0

this is quite a primitive problem, so I guess the solution shouldn't be hard, but I didn't find a way how to do it simply, neither have I summarized it to actually find it in the internet.
So going to the question, I have a file of information like this:

1988 Godfather 3 33 42
1991 Dance with Wolves 3 35 43
1992 Silence of the lambs 3 33 44

And I have a requirement to put all the information in a data structure, so lets say it will be int year, string name and three more int types for numbers. But how do I know if the next thing I read is a number or not? I never know how long is the word.
Thank you in advance for anyone who took their time with such a primitive problem. :)
EDIT: Don't consider movies with numbers in their title.

Rywi
  • 143
  • 1
  • 12
  • 1
    `std::getline` and parse the string into the parts and/or use a better delimiter than a space. – crashmstr Mar 04 '14 at 18:36
  • If you have control over the file format, use something other than space as a delimiter. `,` or `|` would probably suffice. – Zac Howland Mar 04 '14 at 18:45

4 Answers4

2

You're going to have some major issues when you go to try to parse other movies, like, Free Willy 2.

You might try instead to treat it as a std::stringstream and rely on the last three chunks being the data you're looking for rather than generalizing with a Regular Expression.

Jeremy Villegas
  • 193
  • 1
  • 8
1

your best bet would be to use C++ regex

That would give you a more fine grained control over what you want to parse. examples:

year -> \d{4}
word -> \w+
number->\d+
DhruvPathak
  • 42,059
  • 16
  • 116
  • 175
  • I'm actually quite a newbie at C++, could I get a better explanation how that works? I think I understand that d stands for decimal, w for a letter(?), but how does this all work in a general context? – Rywi Mar 04 '14 at 18:52
  • 2
    This will be very difficult to get right when the movie title ends in a digit (e.g. "Ice Age 2"), or when the movie title is an actual number (e.g. "300"). – Zac Howland Mar 04 '14 at 18:56
  • @ZacHowland Ohh thanks for the correction. I did not pay attention to the fact that the text is movie titles, and can possibly contain numbers. – DhruvPathak Mar 05 '14 at 06:51
0

If you do not have control over the file format, you may want to do something along these lines (pseudo-process):

1) read in the line from the file
2) reverse the order of the "words" in the file
3) read in the 3 ints first
4) read in the rest of the stream as a string
4) reverse the "words" in the new string
5) read in the year
6) the remainder will be the movie title
Zac Howland
  • 15,777
  • 1
  • 26
  • 42
  • I really like the idea, may I ask you what method should I use to reverse it? – Rywi Mar 04 '14 at 19:06
  • @Rywi You would have to write that yourself ([there are other SO questions that do this](http://stackoverflow.com/questions/1009160/reverse-the-ordering-of-words-in-a-string)), but you could reuse it for steps 2 and 4. – Zac Howland Mar 04 '14 at 19:09
0

Read every field as a string and then convert the appropriate string to integers.

1)initially 
  1983 
  GodFather
  3
  33
  45 
  are all strings and stored in a vector of strings (vector<string>).

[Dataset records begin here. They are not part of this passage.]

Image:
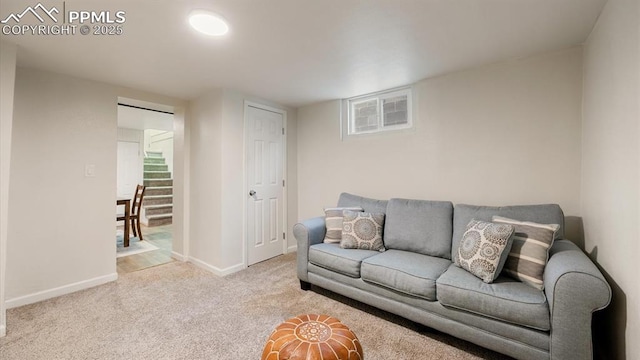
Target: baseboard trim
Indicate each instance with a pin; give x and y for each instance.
(216, 270)
(178, 256)
(62, 290)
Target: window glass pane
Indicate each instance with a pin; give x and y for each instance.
(365, 115)
(394, 111)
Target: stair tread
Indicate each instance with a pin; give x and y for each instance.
(159, 216)
(158, 206)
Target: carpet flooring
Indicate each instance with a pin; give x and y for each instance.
(178, 311)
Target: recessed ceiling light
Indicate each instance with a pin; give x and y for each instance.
(208, 23)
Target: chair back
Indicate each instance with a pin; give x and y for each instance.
(136, 204)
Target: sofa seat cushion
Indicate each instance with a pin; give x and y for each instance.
(406, 272)
(419, 226)
(505, 299)
(334, 258)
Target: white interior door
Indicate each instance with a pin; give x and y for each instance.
(265, 184)
(129, 168)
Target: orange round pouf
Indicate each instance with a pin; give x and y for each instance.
(309, 337)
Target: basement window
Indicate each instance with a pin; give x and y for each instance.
(378, 112)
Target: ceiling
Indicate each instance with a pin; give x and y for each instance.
(297, 52)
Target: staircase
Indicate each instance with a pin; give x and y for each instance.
(158, 196)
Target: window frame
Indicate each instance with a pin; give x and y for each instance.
(379, 96)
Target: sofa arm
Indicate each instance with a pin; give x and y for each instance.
(575, 288)
(307, 233)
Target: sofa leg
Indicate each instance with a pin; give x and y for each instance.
(305, 285)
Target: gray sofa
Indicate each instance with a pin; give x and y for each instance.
(506, 316)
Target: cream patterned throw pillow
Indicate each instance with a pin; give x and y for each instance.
(484, 248)
(530, 251)
(333, 221)
(362, 230)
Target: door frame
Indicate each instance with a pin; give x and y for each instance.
(245, 223)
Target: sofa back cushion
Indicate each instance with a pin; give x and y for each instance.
(544, 214)
(368, 205)
(419, 226)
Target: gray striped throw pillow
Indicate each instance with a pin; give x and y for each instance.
(333, 222)
(530, 250)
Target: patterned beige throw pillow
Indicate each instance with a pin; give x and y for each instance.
(530, 251)
(362, 230)
(484, 248)
(333, 221)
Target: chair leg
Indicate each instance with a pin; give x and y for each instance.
(139, 230)
(133, 227)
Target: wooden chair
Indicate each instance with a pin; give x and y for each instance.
(136, 206)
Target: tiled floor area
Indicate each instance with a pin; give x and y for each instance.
(161, 237)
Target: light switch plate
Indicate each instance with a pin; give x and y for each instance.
(90, 170)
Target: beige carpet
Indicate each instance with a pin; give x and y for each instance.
(177, 311)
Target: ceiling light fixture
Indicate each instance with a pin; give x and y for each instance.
(208, 23)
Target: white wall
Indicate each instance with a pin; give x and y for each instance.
(7, 85)
(204, 130)
(61, 229)
(218, 193)
(508, 133)
(132, 136)
(62, 223)
(610, 170)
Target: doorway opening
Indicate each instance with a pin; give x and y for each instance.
(145, 157)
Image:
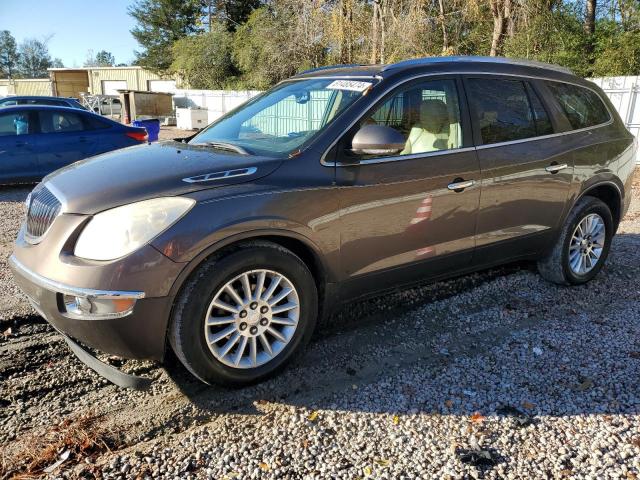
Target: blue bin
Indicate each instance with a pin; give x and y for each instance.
(152, 126)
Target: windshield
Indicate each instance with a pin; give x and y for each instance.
(284, 118)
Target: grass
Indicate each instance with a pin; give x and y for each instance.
(82, 435)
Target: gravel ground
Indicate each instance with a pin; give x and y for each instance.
(493, 375)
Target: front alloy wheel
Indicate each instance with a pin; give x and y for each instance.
(252, 318)
(244, 313)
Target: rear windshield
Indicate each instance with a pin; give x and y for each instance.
(583, 107)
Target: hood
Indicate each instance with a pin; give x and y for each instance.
(152, 170)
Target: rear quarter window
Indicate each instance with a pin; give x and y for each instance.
(582, 107)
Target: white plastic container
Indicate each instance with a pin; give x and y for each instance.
(191, 118)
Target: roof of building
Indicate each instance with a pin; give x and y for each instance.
(62, 69)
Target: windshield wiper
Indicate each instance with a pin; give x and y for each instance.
(228, 146)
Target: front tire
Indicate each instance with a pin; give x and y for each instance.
(582, 246)
(243, 315)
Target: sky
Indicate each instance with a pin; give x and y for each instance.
(75, 26)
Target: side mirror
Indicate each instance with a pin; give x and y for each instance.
(377, 140)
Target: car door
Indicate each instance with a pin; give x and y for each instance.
(527, 170)
(18, 147)
(411, 214)
(67, 137)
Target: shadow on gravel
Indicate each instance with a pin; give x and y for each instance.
(358, 316)
(517, 349)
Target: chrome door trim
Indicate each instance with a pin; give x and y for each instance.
(399, 158)
(325, 163)
(461, 185)
(556, 168)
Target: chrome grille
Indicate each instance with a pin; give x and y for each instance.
(43, 208)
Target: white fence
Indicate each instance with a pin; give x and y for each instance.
(623, 93)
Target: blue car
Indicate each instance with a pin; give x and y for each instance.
(35, 140)
(40, 100)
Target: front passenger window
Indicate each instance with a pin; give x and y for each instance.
(427, 114)
(60, 122)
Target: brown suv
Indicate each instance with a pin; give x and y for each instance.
(337, 183)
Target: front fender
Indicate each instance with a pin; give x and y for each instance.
(307, 216)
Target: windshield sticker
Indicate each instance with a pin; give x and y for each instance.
(352, 85)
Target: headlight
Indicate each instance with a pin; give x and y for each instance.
(117, 232)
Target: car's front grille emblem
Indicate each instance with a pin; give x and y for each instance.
(42, 210)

2)Then 1983(1st string is converted to integer using atoi) and last three strings are also converted to integers. Rest of the strings constitute the movie_name

Following code has been written under the assumption that input file has already been validated for the format.

// open the input file for reading
ifstream ifile(argv[1]);
string input_str;

//Read each line        
while(getline(ifile,input_str)) {
stringstream sstr(input_str);
vector<string> strs;
string str;
while(sstr>>str)
    strs.push_back(str);
    //use the vector of strings to initialize the variables
    // year, movie name and last three integers
            unsigned int num_of_strs = strs.size();

            //first string is year
    int year = atoi(strs[0].c_str());

            //last three strings are numbers
    int one_num = atoi(strs[num_of_strs-3].c_str());
    int two_num = atoi(strs[num_of_strs-2].c_str());
    int three_num = atoi(strs[num_of_strs-1].c_str());
    //rest correspond to movie name
    string movie_name("");
    //append the strings to form the movie_name
            for(unsigned int i=1;i<num_of_strs-4;i++)
        movie_name+=(strs[i]+string(" "));
        movie_name+=strs[i];

IMHO Changing delimiters in the file from space to some other character like , or ; or : , will simplify the parsing significantly. For example , if later on the data specifications change and instead of only last three , either last three or last four can be integers then the code above will need major refactoring.

Ravi
  • 255
  • 3
  • 16